/*
 * (c) 2023 Petr Ročkai <code@fixp.eu>
 *
 * Permission to use, copy, modify, and distribute this software for any
 * purpose with or without fee is hereby granted, provided that the above
 * copyright notice and this permission notice appear in all copies.
 *
 * THE SOFTWARE IS PROVIDED "AS IS" AND THE AUTHOR DISCLAIMS ALL WARRANTIES
 * WITH REGARD TO THIS SOFTWARE INCLUDING ALL IMPLIED WARRANTIES OF
 * MERCHANTABILITY AND FITNESS. IN NO EVENT SHALL THE AUTHOR BE LIABLE FOR
 * ANY SPECIAL, DIRECT, INDIRECT, OR CONSEQUENTIAL DAMAGES OR ANY DAMAGES
 * WHATSOEVER RESULTING FROM LOSS OF USE, DATA OR PROFITS, WHETHER IN AN
 * ACTION OF CONTRACT, NEGLIGENCE OR OTHER TORTIOUS ACTION, ARISING OUT OF
 * OR IN CONNECTION WITH THE USE OR PERFORMANCE OF THIS SOFTWARE.
 */

#pragma once
#include "types.hpp"
#include "eval.hpp"
#include "stack.hpp"
#include "builder.hpp"
#include <deque>
#include <typeindex>
#include <brick-dtmap>

/* Structures define both value types and operations on them. Logically, each
 * value takes up a single slot on the value stack. However, a value type
 * defined by a «logical» structure may be composed of multiple values which
 * belong to its underlying (physical or logical) structures. For instance:
 *
 *                                          ╷                     ╷
 *  ↑ top    ╷        …           ╷         ├─────────────────────┤
 *           ├────────────────────┤ subst.  │ value A (physical)  │
 *           │ value A (physical) │    ╭───▶┼─────────────────────┤
 *           ├────────────────────┼────╯    │ value B₁ (physical) │
 *           │ value B (logical)  │         ├┄┄┄┄┄┄┄┄┄┄┄┄┄┄┄┄┄┄┄┄┄┤
 *           ├────────────────────┼────╮    │ value B₂ (physical) │
 *           │ value C (physical) │    ╰───▶┼─────────────────────┤
 *           ├────────────────────┤         │ value C (physical)  │
 *  ↓ bottom │ value D (physical) │         ├─────────────────────┤
 *           ╵        …           ╵         ╵                     ╵
 *
 * Nonetheless, this is an internal matter of the logical structure in question
 * – the program itself has no way to deal with composite logical values.

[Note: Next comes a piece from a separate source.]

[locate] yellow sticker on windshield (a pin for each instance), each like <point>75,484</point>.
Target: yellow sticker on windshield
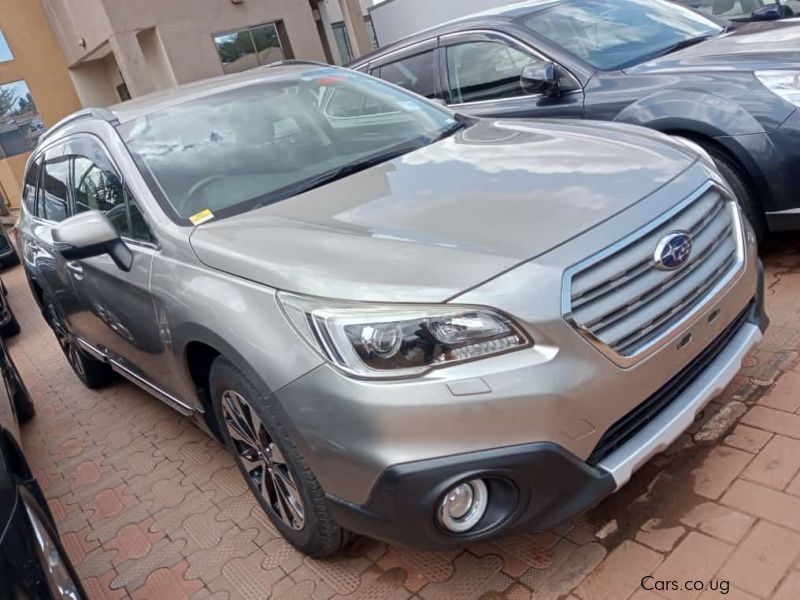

This
 * poses some practical challenges regarding ‹swap› operations:
 *
 *  • a swap of unrelated values needs to be adjusted if a logical composite
 *    value is above either of its operands (e.g. swap of A, C above – their
 *    distance was increased by 1 during substitution),
 *  • a homogeneous ‹swap› of logical values needs to be performed in multiple
 *    steps (one step for each constituent value),
 *  • heterogeneous swaps are the most problematic, since all intervening
 *    values (those on the stack between the two operands) may need to be
 *    shifted (e.g. swap of B and D, where C needs to be moved one position up
 *    as well). */

namespace bast
{
    /* Physical structures can be directly evaluated, i.e. their operations can
     * be applied to a suitably represented state. The default state
     * implementation for ‹bast› is ‹basic_stack›, which stores each value as a
     * single 32b unsigned integer. However, alternative evaluators can use
     * alternative state representations (see e.g. ‹symba›).
     *
     * «Implementation note»: The state representation used by a given physical
     * structure is fixed. In normal circumstances, an evaluator is composed at
     * compile time (using templates), but in principle, evaluators can be
     * constructed using virtual calls as well (hence physical structures need
     * to inherit from this base type). Clearly, a single evaluator can only
     * use structures that share their state representation. */

    template< typename state_t >
    struct p_struct
    {
        virtual step apply( state_t &, word ) = 0;
    };

    /* Logical structures cannot be directly executed and are instead realized
     * through substitution – each operation of a logical structure is
     * translated into a sequence of operations of some other structure or
     * structures. While the target structure(s) can be again logical
     * structures, eventually, to execute or compile the program, all logical
     * structures must be removed from the program by translating them into
     * types and operations from physical structures. Note however, that a
     * single structure can be both logical and physical. */

    struct l_struct
    {
        virtual builder::block *translate( word op, builder::program &, builder::block & ) = 0;

        /* This method is used to decide whether two logical structures are the
         * same. The comparison is only required to work for two instances of
         * the same C++ type. See ‹brq::dyn_type_map› for details. */

        virtual std::strong_ordering compare( const l_struct & )
        {
            return std::strong_ordering::equal;
        }

        virtual ~l_struct() = default;
    };

    /* We need to be able to build programs with a dynamic selection of logical
     * structures, e.g. different bitvectors of non-standard lengths that arise
     * in LLVM programs (each LLVM program only has finitely many distinct ‹iN›
     * types in it, but in general, the number of such types is not bounded).
     * For this reason, we attach a ‹struct_map› to each bast program. Its purpose
     * is to map structure identifiers (‹stid›) to the implementations of the
     * respective logical structures (instances of ‹l_struct›). This allows the
     * program to be interpreted (opcodes with ‹stid›s outside of the basic
     * physical range do not have fixed meaning). */

    struct struct_map : brq::dyn_type_map< l_struct >
    {
        struct_map() : brq::dyn_type_map< l_struct >( 8 ) {}
    };

    template< typename state_t,
              typename byte_t, typename half_t, typename word_t, typename dyad_t,
              typename blob_t, typename memd_t, typename memp_t >
    struct struct_eval
    {
    };
}